Zwei, vier, nein, acht Tranchen! Welche Partei verspricht den höchsten Steuerkredit?
(Pixabay; Mahiro Momo)

Die Steuerlast von heute trägt zur Entschärfung der Zukunftsprobleme bei und stellt eine Entlastung künftiger Generationen dar.

Zwar stellen die Kreditzinsen für viele Familien mit Eigenheim ein Problem dar, doch um das viel größere Problem der Wohnungsknappheit zu lösen, muss der Staat kurz- wie mittelfristig viel Geld in Neubau-Projekte investieren. Pauschale Steuergeschenke sind in Wahrheit eine Belastung für diese Politik, wie für die Sozialpolitik im Allgemeinen. Insbesondere ist eine sozial ausgerichtete Steuerreform nur möglich, wenn die Einnahmen Spielräume für gezielte Steuersenkungen lassen. Hinzu kommt, dass eine Ökologisierung des Steuersystems fällig ist – auch hier braucht man Reserven, um Übergangsmaßnahmen und Kompensationen finanzieren zu können. Denn die Neueinnahmen durch Ökoabgaben sollen auch helfen, für die ökologische und energetische Transition zu bezahlen.

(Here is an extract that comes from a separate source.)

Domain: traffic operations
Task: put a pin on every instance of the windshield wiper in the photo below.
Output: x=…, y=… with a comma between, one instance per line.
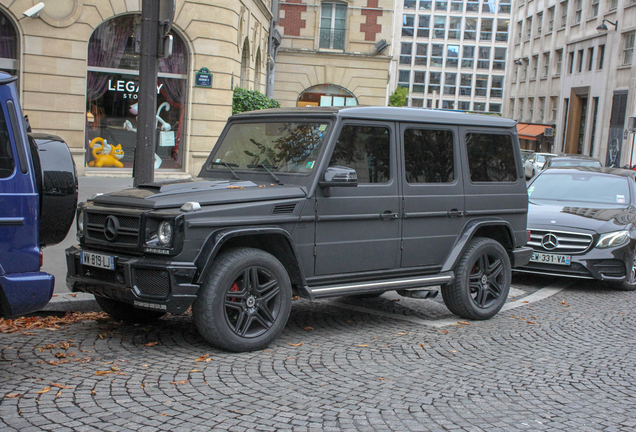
x=228, y=166
x=268, y=170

Fasst man den Begriff der Nachhaltigkeit weiter, dann ergibt sich zusätzlicher Finanzierungsbedarf. Dazu gehört die Modernisierung der Infrastrukturen im Kontext der Rolle Luxemburgs als Metropole der Großregion, aber auch die notwendigen Finanztransfers in die Nachbarregionen. Nicht zuletzt ist, angesichts der Weltlage, eine deutliche Erhöhung des Haushalts für Entwicklungspolitik überfällig. Das reiche Luxemburg mit seinem riesigen Pro-Kopf-Fußabdruck kann und muss seinen Beitrag zur Entwicklung und klimapolitischen Anpassung des globalen Südens leisten. Die Steuerlast von heute kann so zur Entschärfung der Zukunftsprobleme beitragen und stellt eine Entlastung künftiger Generationen dar, weltweit und damit auch in Luxemburg.